Background: Clams are an important source of economic incomes and animal protein source in Cameroon. In contrast, parasitism is a serious threat to the economy and health risk to Cameroonian populations. The present study aimed at determine diversity and intensity of parasitism along with its impact on E. radiata, a major clam species in the country.

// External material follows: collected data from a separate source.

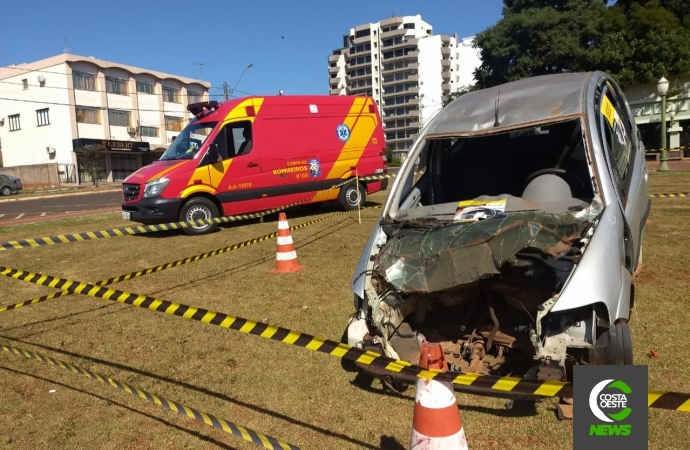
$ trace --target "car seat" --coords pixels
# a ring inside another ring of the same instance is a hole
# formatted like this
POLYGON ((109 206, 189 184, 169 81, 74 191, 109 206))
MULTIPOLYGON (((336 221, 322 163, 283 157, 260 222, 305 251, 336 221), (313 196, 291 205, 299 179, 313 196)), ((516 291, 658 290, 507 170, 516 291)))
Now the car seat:
POLYGON ((573 193, 563 178, 545 174, 529 182, 522 192, 522 198, 530 202, 546 203, 571 199, 573 193))

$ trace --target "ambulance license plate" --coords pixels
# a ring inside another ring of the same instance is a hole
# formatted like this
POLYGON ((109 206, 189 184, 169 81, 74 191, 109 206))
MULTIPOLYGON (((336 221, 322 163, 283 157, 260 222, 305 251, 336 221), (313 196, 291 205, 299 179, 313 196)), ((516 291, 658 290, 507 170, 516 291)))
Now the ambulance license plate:
POLYGON ((129 220, 129 215, 130 215, 129 211, 122 211, 122 218, 124 220, 129 220))

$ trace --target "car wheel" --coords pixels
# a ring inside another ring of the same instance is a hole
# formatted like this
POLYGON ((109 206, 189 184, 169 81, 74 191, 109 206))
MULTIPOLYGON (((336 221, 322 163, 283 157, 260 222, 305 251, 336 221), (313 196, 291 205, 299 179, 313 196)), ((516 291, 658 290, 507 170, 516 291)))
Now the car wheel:
POLYGON ((632 335, 627 323, 617 323, 597 338, 590 353, 590 364, 631 366, 633 364, 632 335))
POLYGON ((10 195, 12 193, 12 189, 10 189, 8 186, 3 186, 2 189, 0 189, 0 194, 2 195, 10 195))
MULTIPOLYGON (((219 217, 218 208, 209 199, 204 197, 196 197, 190 199, 182 206, 180 211, 180 222, 189 222, 192 220, 212 219, 219 217)), ((200 235, 210 233, 218 227, 218 224, 212 223, 208 225, 191 225, 183 228, 184 232, 189 235, 200 235)))
POLYGON ((361 184, 347 184, 340 189, 338 194, 338 203, 345 211, 352 211, 358 206, 361 208, 366 200, 367 190, 361 184))

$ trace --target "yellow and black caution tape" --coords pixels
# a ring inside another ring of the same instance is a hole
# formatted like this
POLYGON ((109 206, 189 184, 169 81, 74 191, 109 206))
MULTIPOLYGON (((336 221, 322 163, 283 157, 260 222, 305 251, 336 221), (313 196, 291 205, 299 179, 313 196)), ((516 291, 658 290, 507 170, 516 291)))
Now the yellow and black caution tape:
POLYGON ((690 192, 668 192, 663 194, 649 194, 651 198, 689 198, 690 192))
MULTIPOLYGON (((287 328, 254 322, 242 317, 231 316, 204 308, 173 303, 145 295, 106 289, 93 284, 81 283, 65 278, 41 275, 33 272, 0 267, 0 275, 41 286, 62 289, 89 297, 126 303, 138 308, 183 317, 206 324, 229 328, 240 333, 259 336, 272 341, 326 353, 339 359, 348 359, 360 364, 382 369, 391 374, 411 375, 416 378, 446 381, 462 386, 474 386, 503 392, 539 395, 543 397, 572 397, 573 385, 563 381, 540 381, 517 377, 499 377, 476 373, 458 373, 444 370, 427 370, 407 361, 395 360, 372 351, 365 351, 347 344, 313 336, 287 328)), ((673 409, 690 412, 690 394, 665 391, 649 391, 650 408, 673 409)))
MULTIPOLYGON (((381 208, 381 207, 380 206, 367 206, 365 208, 362 208, 362 210, 371 209, 371 208, 381 208)), ((310 220, 309 222, 301 223, 299 225, 294 225, 294 226, 290 227, 290 231, 299 230, 301 228, 305 228, 305 227, 308 227, 310 225, 314 225, 316 223, 323 222, 324 220, 332 219, 333 217, 342 216, 342 215, 348 214, 350 212, 352 212, 352 211, 346 211, 346 212, 331 214, 329 216, 322 217, 320 219, 310 220)), ((247 241, 240 242, 238 244, 233 244, 233 245, 230 245, 227 247, 219 248, 219 249, 216 249, 216 250, 213 250, 210 252, 201 253, 199 255, 190 256, 190 257, 184 258, 184 259, 178 259, 177 261, 173 261, 173 262, 166 263, 166 264, 161 264, 161 265, 155 266, 155 267, 149 267, 148 269, 138 270, 136 272, 131 272, 131 273, 128 273, 125 275, 119 275, 117 277, 106 278, 105 280, 101 280, 101 281, 95 283, 95 286, 108 286, 111 284, 119 283, 121 281, 131 280, 132 278, 139 278, 139 277, 143 277, 144 275, 149 275, 152 273, 161 272, 163 270, 172 269, 173 267, 183 266, 185 264, 190 264, 193 262, 201 261, 202 259, 210 258, 211 256, 217 256, 217 255, 221 255, 223 253, 228 253, 228 252, 231 252, 233 250, 237 250, 239 248, 249 247, 250 245, 258 244, 258 243, 264 242, 268 239, 273 239, 276 236, 278 236, 278 232, 265 234, 263 236, 260 236, 260 237, 254 238, 254 239, 249 239, 247 241)), ((5 311, 10 311, 12 309, 21 308, 23 306, 35 305, 37 303, 42 303, 42 302, 45 302, 48 300, 54 300, 56 298, 65 297, 65 296, 70 295, 70 294, 71 293, 68 291, 59 291, 59 292, 55 292, 53 294, 43 295, 41 297, 32 298, 31 300, 26 300, 23 302, 15 303, 13 305, 7 305, 7 306, 0 307, 0 313, 3 313, 5 311)))
POLYGON ((26 358, 35 359, 36 361, 44 362, 54 367, 59 367, 61 369, 72 371, 76 374, 83 375, 86 378, 90 378, 94 381, 100 381, 103 384, 109 385, 121 391, 125 391, 129 394, 143 398, 148 402, 155 403, 156 405, 162 406, 163 408, 167 408, 170 411, 174 411, 183 416, 187 416, 190 419, 194 419, 201 423, 205 423, 206 425, 210 425, 213 428, 218 428, 219 430, 223 430, 226 433, 230 433, 234 436, 237 436, 238 438, 244 439, 247 442, 260 445, 263 448, 271 450, 299 450, 299 447, 295 447, 294 445, 286 444, 285 442, 281 442, 275 438, 266 436, 265 434, 259 433, 254 430, 250 430, 249 428, 245 428, 241 425, 237 425, 227 420, 220 419, 212 414, 198 411, 194 408, 190 408, 181 403, 168 400, 164 397, 159 397, 143 389, 129 386, 125 383, 122 383, 121 381, 114 380, 105 375, 100 375, 96 372, 84 369, 83 367, 75 366, 68 362, 60 361, 59 359, 50 358, 39 353, 30 352, 28 350, 22 350, 16 347, 8 347, 4 344, 0 345, 2 345, 2 349, 6 353, 14 354, 16 356, 25 356, 26 358))
POLYGON ((156 312, 183 317, 185 319, 229 328, 241 333, 260 336, 265 339, 280 341, 289 345, 303 347, 312 351, 327 353, 337 358, 349 359, 361 364, 370 365, 391 373, 412 375, 418 378, 437 379, 465 386, 478 386, 501 391, 518 392, 541 396, 572 397, 572 384, 558 381, 536 381, 514 377, 482 376, 479 374, 426 370, 406 361, 394 360, 375 352, 365 351, 347 344, 312 336, 287 328, 257 323, 241 317, 225 313, 197 308, 194 306, 173 303, 154 297, 132 294, 93 284, 81 283, 65 278, 41 275, 33 272, 0 267, 0 275, 17 280, 66 290, 72 293, 88 295, 90 297, 125 303, 139 308, 147 308, 156 312))
MULTIPOLYGON (((360 181, 374 181, 374 180, 382 180, 384 178, 394 178, 394 177, 395 177, 395 174, 371 175, 371 176, 361 177, 360 181)), ((354 180, 355 180, 354 178, 349 178, 349 179, 347 179, 341 183, 338 183, 336 185, 331 186, 330 188, 326 189, 326 191, 340 188, 342 186, 345 186, 348 183, 352 183, 354 180)), ((281 206, 279 208, 273 208, 273 209, 269 209, 266 211, 253 213, 253 214, 240 214, 237 216, 224 216, 224 217, 215 217, 213 219, 199 219, 199 220, 192 220, 192 221, 187 221, 187 222, 171 222, 171 223, 161 223, 161 224, 156 224, 156 225, 138 225, 138 226, 132 226, 132 227, 113 228, 110 230, 86 231, 86 232, 73 233, 73 234, 59 234, 57 236, 50 236, 50 237, 37 237, 37 238, 30 238, 30 239, 19 239, 16 241, 0 242, 0 251, 17 250, 17 249, 31 248, 31 247, 43 247, 45 245, 67 244, 70 242, 92 241, 95 239, 106 239, 106 238, 112 238, 112 237, 118 237, 118 236, 133 236, 133 235, 137 235, 137 234, 153 233, 153 232, 157 232, 157 231, 181 230, 183 228, 189 228, 192 226, 202 226, 202 225, 208 225, 208 224, 223 224, 223 223, 239 222, 241 220, 258 219, 260 217, 267 216, 269 214, 274 214, 274 213, 283 211, 285 209, 292 208, 293 206, 299 206, 299 205, 302 205, 304 203, 308 203, 312 200, 312 198, 313 197, 309 197, 309 198, 307 198, 305 200, 301 200, 299 202, 290 203, 289 205, 281 206)))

Methods: Parasitic screening of freshwater Egeria radiata was carried out December 2017 to July 2018 at lower Sanaga delta in the Littoral region of Cameroon. Bolounga and Maldjedou were local stations of sampling, where clams were collected and in situ measurements of weight, length and width and were transported to the laboratory for parasites survey. Parasites were examined and attempt was made on the identification using appropriate keys.
Results: Statistical analysis of results showed that the parasitic prevalence was 74.5% overall and was 56% and 90% at Bolounga and Maldjedou respectively. The prevalence of parasites habour found were Protozoans (10% vs 0%; p=0.01), Trematodes (4% vs 16.7%; p=0.04), Cestodes (6% vs 23%; p=0.01) and Nematodes (12% vs 31.7%; p=0.01) at respectively Bolounga and Maldjedou stations. Parasites diversity of Egeria radiata show Intensity index at Bolounga and Maldjedou was respectively 1.35 and 1.31 with 1.32 overall. Abundance rate was 0.99 overall and was 0.76 and 1.18 at Bolounga and Maldjedou respectively. Significative correlation can be observed with Burrow and parasitic index ; The size of clams in two stations show lengths (5.2mm vs 4.5mm), height (4.1cm vs 3.5cm), total shell weight (38.9g vs 30.0g) and left shell weight (19.6g vs 15.2g). Higher values were encountered in Maldjedou with significant differences that were observed.
Conclusion: Velocity of parasites inside bivalve species to burrow and filter water expose it to infection with these above mentioned groups of parasites that cause a mass mortality and significant economic losses and public health.